I live in Chicago, the land of deep-dish pizza. Of course not everyone is as fortunate. There are people sequestered on the coasts, deprived of the gooey, thick goodness of a three-inch pie. And that's a real shame.

Fortunately, the kitchen wizards at Cuisinart have cooked up an invention that enables you to prepare the artery-clogging delicacy--among many other delicious eats--right in your own home.

The Cuisinart Brick Oven is a nifty countertop invention that will quickly claim the real estate formerly devoted to the flavor-destroying microwave oven.

Upon opening the packaging, you'll be relieved to find that no assembly is required. The handy little oven is ready for baking, toasting or broiling right out of the box. It comes with its own baking/broiling pan, two oven racks and a baking stone, an amazing add-on that absorbs excess moisture and distributes heat evenly.

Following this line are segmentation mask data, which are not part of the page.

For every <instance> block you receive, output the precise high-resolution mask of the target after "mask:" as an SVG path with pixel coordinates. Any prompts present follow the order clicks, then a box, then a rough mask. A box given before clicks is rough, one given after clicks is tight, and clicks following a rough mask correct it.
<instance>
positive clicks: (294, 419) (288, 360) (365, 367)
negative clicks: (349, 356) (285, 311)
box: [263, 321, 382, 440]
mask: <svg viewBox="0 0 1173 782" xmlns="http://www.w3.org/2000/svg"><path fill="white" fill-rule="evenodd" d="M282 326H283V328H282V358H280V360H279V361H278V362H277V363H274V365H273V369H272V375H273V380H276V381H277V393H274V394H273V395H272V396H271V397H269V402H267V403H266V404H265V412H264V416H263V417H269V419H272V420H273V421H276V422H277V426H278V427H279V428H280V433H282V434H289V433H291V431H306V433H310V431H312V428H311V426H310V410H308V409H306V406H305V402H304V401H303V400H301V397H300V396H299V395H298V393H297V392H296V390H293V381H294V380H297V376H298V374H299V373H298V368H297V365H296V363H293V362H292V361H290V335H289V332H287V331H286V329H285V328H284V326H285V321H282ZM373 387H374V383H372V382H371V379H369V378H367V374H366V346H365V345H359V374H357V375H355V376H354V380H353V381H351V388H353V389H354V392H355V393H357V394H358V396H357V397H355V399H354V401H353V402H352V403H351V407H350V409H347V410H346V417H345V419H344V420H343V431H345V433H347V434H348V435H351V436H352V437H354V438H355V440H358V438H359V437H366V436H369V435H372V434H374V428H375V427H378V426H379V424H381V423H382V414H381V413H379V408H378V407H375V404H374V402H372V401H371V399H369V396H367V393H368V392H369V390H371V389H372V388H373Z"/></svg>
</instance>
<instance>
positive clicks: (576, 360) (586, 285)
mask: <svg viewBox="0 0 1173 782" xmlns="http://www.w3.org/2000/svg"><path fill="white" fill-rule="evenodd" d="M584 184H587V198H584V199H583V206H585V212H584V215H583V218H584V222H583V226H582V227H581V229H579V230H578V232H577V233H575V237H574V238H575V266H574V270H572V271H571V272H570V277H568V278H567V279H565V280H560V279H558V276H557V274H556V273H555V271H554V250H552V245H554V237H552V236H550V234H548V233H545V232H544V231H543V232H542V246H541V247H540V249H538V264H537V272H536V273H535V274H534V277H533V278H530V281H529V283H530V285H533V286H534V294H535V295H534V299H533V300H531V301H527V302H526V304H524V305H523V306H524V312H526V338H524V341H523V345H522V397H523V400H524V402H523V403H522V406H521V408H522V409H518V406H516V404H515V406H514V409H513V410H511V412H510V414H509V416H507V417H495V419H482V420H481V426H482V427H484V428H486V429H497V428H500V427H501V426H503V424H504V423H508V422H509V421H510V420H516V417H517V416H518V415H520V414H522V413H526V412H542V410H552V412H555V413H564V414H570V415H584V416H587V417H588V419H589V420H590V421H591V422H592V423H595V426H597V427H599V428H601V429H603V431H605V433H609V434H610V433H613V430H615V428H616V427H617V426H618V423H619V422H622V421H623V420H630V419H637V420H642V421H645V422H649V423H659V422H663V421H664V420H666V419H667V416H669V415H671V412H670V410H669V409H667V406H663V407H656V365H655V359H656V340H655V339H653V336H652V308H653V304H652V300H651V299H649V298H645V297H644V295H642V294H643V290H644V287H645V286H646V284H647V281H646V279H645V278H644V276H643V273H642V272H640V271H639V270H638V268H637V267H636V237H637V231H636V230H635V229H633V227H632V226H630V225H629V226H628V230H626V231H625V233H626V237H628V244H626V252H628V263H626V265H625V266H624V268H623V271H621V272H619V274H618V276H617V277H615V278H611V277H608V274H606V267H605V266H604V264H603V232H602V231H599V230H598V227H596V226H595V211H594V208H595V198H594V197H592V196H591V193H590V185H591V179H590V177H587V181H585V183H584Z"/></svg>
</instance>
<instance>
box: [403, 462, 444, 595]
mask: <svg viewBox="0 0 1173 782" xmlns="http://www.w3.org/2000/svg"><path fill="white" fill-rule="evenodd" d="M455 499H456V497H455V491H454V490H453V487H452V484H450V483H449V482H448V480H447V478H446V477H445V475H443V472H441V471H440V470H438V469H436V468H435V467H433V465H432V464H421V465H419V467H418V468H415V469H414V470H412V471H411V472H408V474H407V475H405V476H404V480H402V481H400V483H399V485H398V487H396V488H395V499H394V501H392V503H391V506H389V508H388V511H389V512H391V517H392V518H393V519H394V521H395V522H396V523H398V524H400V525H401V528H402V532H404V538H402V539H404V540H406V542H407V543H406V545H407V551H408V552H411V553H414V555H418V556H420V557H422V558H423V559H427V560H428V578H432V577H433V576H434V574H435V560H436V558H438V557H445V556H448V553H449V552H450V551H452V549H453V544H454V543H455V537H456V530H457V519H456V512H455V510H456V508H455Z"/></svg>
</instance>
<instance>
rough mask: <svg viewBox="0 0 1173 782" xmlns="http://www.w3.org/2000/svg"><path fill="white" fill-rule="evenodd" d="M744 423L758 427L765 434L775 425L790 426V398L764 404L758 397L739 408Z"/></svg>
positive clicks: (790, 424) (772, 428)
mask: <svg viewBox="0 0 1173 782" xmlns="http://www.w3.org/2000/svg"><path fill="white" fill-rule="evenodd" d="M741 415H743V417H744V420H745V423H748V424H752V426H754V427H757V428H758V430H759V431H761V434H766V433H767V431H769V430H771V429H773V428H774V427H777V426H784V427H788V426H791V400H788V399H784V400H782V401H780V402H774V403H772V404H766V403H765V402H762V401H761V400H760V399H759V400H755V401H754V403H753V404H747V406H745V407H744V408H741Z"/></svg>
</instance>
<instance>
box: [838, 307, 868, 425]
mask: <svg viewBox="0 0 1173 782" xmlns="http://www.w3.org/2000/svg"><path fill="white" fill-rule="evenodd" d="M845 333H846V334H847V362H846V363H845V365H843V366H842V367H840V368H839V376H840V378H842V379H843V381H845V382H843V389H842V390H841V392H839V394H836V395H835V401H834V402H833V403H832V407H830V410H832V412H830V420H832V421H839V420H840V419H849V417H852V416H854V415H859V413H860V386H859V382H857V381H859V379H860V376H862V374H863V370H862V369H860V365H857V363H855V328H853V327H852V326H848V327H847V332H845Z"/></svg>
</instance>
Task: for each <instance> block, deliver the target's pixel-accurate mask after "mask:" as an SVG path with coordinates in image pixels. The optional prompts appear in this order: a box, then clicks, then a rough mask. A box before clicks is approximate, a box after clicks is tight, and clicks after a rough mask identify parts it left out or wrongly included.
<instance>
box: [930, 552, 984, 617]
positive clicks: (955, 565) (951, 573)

Already, the oven has gotten a ringing endorsement from celebrity chef Laurent Gras, whose Chicago restaurant L2O recently nabbed a James Beard Award nomination. Gras named the Cuisinart one of his kitchen essentials on If it's good enough for him, you know it's no joke. But I wanted to give it a real test, so I decided to cook up the famous Chicago-style pizza. After preparing the dough and prepping the pizza, I preheated the baking stone for a little more than 30 minutes and then placed the pizza in the oven. After almost an hour had passed, I removed the pie from the oven and let it cool. The pizza was absolutely delicious. The crust was light and flakey, something my conventional oven could never accomplish. The baking stone prevented the dough from becoming soggy and dense.

Whether you're a total foodie or just an occasional cook, the Cuisinart Brick Oven is a good buy, ranging in price from $199 to $249 depending on the model. Just make sure you have enough counterspace because its size prevents easy storage.